Your required reading of the week: Trash, Art, and the Movies. This piece from Pauline Kael appeared in Harper’s, February 1969. I found it in the American Movie Critics anthology and couldn’t put it down. It’s a fantastic essay about high art and low art, what makes movies fun and what makes them tedious. Some good bits…
On connecting with like-minded people (It’s more fun to meet someone who also likes Footloose than to meet someone who also likes, I don’t know, Lawrence of Arabia.):
The romance of movies is not just in those stories and those people on the screen but in the adolescent dream of meeting others who feel as you do about what you’ve seen. You do meet them, of course, and you know each other at once because you talk less about good movies than about what you love in bad movies.

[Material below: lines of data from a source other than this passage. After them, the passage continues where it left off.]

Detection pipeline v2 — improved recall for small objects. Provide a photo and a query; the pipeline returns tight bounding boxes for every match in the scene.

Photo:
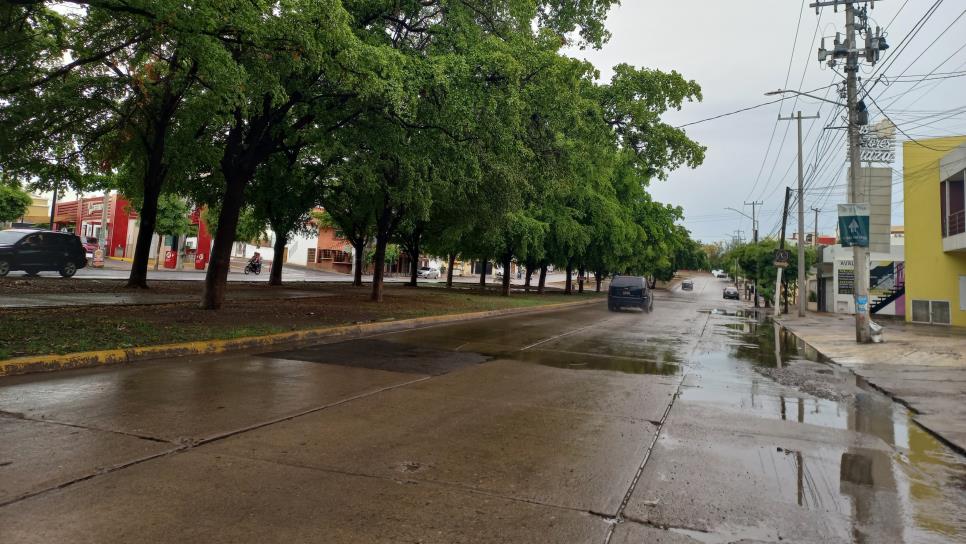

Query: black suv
[0,229,87,278]
[607,276,654,312]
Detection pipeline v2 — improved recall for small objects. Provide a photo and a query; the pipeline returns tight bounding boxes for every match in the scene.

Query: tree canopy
[0,0,705,309]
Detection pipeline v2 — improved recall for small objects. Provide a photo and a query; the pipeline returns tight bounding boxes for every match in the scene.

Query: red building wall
[54,195,211,264]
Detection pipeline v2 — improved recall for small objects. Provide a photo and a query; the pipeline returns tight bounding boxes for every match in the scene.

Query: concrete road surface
[0,276,966,544]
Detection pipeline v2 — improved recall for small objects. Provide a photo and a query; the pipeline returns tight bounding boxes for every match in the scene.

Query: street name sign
[839,203,869,247]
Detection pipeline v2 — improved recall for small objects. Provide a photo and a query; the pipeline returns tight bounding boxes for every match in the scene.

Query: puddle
[680,310,966,543]
[508,349,681,376]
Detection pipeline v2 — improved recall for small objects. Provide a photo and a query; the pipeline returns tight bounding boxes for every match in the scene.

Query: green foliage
[721,239,815,299]
[154,194,192,236]
[365,244,402,264]
[201,206,268,242]
[0,179,33,223]
[0,0,709,305]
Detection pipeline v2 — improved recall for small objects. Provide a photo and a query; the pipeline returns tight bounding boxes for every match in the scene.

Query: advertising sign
[859,119,896,163]
[839,203,869,247]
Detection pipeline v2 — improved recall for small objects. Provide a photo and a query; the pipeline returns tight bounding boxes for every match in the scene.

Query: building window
[939,173,966,238]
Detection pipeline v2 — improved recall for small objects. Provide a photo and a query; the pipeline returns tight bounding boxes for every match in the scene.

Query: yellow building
[902,136,966,327]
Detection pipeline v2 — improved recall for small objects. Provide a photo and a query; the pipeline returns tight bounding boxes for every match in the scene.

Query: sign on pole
[839,202,869,247]
[775,249,791,268]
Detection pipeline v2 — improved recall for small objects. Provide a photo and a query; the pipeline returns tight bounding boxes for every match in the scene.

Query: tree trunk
[564,260,574,295]
[352,241,366,287]
[201,171,251,310]
[501,252,513,297]
[268,232,287,285]
[125,121,167,289]
[446,253,456,288]
[407,246,419,287]
[369,236,389,302]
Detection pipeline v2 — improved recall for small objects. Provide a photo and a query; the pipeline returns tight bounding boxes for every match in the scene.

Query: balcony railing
[946,210,966,237]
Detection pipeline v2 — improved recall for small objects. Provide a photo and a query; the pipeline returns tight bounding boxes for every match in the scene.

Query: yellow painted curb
[0,298,603,376]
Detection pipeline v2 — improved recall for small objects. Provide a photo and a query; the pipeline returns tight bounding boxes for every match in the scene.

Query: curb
[0,298,602,377]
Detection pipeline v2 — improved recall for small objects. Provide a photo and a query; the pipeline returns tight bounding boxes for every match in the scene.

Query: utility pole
[775,187,792,313]
[745,200,765,308]
[810,0,889,344]
[778,112,819,317]
[47,182,57,230]
[745,200,764,244]
[734,230,745,286]
[812,207,822,247]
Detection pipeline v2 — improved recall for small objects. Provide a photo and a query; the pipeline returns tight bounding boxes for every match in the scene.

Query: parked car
[607,276,654,312]
[0,229,87,278]
[416,266,439,280]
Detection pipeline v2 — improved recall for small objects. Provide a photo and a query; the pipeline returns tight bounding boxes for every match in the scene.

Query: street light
[725,206,758,308]
[765,89,846,108]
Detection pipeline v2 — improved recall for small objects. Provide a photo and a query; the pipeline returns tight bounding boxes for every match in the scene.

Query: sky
[571,0,966,242]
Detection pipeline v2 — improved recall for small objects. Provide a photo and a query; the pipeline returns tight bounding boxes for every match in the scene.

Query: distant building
[54,194,212,264]
[19,195,50,228]
[903,136,966,327]
[816,235,906,317]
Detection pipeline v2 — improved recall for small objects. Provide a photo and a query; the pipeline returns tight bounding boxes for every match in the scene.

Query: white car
[416,266,439,280]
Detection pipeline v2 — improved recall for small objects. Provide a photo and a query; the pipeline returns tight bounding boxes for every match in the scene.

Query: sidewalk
[778,313,966,453]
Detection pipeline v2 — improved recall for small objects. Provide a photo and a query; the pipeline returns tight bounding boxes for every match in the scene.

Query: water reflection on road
[681,309,966,543]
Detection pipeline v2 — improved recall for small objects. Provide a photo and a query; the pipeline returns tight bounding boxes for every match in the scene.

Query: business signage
[859,119,896,164]
[839,203,869,247]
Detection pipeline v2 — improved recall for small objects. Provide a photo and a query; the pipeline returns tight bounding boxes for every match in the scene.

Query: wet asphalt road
[0,276,966,543]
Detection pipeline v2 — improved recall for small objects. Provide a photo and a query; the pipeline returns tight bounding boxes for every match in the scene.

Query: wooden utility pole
[812,208,822,247]
[778,112,819,317]
[809,0,889,344]
[775,187,792,313]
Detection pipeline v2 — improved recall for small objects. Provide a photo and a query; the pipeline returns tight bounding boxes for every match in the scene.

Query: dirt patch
[755,360,860,402]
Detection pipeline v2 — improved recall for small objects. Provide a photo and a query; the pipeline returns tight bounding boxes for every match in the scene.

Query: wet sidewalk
[779,313,966,453]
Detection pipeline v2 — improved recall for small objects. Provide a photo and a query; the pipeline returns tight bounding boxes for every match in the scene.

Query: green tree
[151,194,193,270]
[0,179,33,223]
[0,0,237,288]
[248,154,321,285]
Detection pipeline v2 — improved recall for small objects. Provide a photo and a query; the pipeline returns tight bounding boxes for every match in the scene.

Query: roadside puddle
[679,310,966,543]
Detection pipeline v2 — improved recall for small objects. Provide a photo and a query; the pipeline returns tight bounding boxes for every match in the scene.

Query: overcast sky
[573,0,966,241]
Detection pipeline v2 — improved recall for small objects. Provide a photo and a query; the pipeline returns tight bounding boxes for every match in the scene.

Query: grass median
[0,282,599,360]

On schooling and aesthetic development (being taught vs. learning to discern):
Perhaps the single most intense pleasure of moviegoing is this non-aesthetic one of escaping from the responsibilities of having the proper responses required of us in our official (school) culture. And yet this is probably the best and most common basis for developing an aesthetic sense because responsibility to pay attention and to appreciate is anti-art, it makes us too anxious for pleasure, too bored for response. Far from supervision and official culture, in the darkness at the movies where nothing is asked of us and we are left alone, the liberation from duty and constraint allows us to develop our own aesthetic responses. Unsupervised enjoyment is probably not the only kind there is but it may feel like the only kind. Irresponsibility is part of the pleasure of all art; it is the part the schools cannot recognize.
On “redeeming” pop trash with academic jargon (just enjoy it, folks!):
We shouldn’t convert what we enjoy it for into false terms derived from our study of the other arts. That’s being false to what we enjoy. If it was priggish for an older generation of reviewers to be ashamed of what they enjoyed and to feel they had to be contemptuous of popular entertainment, it’s even more priggish for a new movie generation to be so proud of what they enjoy that they use their education to try to place trash within the acceptable academic tradition.
We are now told in respectable museum publications that in 1932 a movie like Shanghai Express “was completely misunderstood as a mindless adventure” when indeed it was completely understood as a mindless adventure. And enjoyed as a mindless adventure. It’s a peculiar form of movie madness crossed with academicism, this lowbrowism masquerading as highbrowism, eating a candy bar and cleaning an “allegorical problem of human faith” out of your teeth.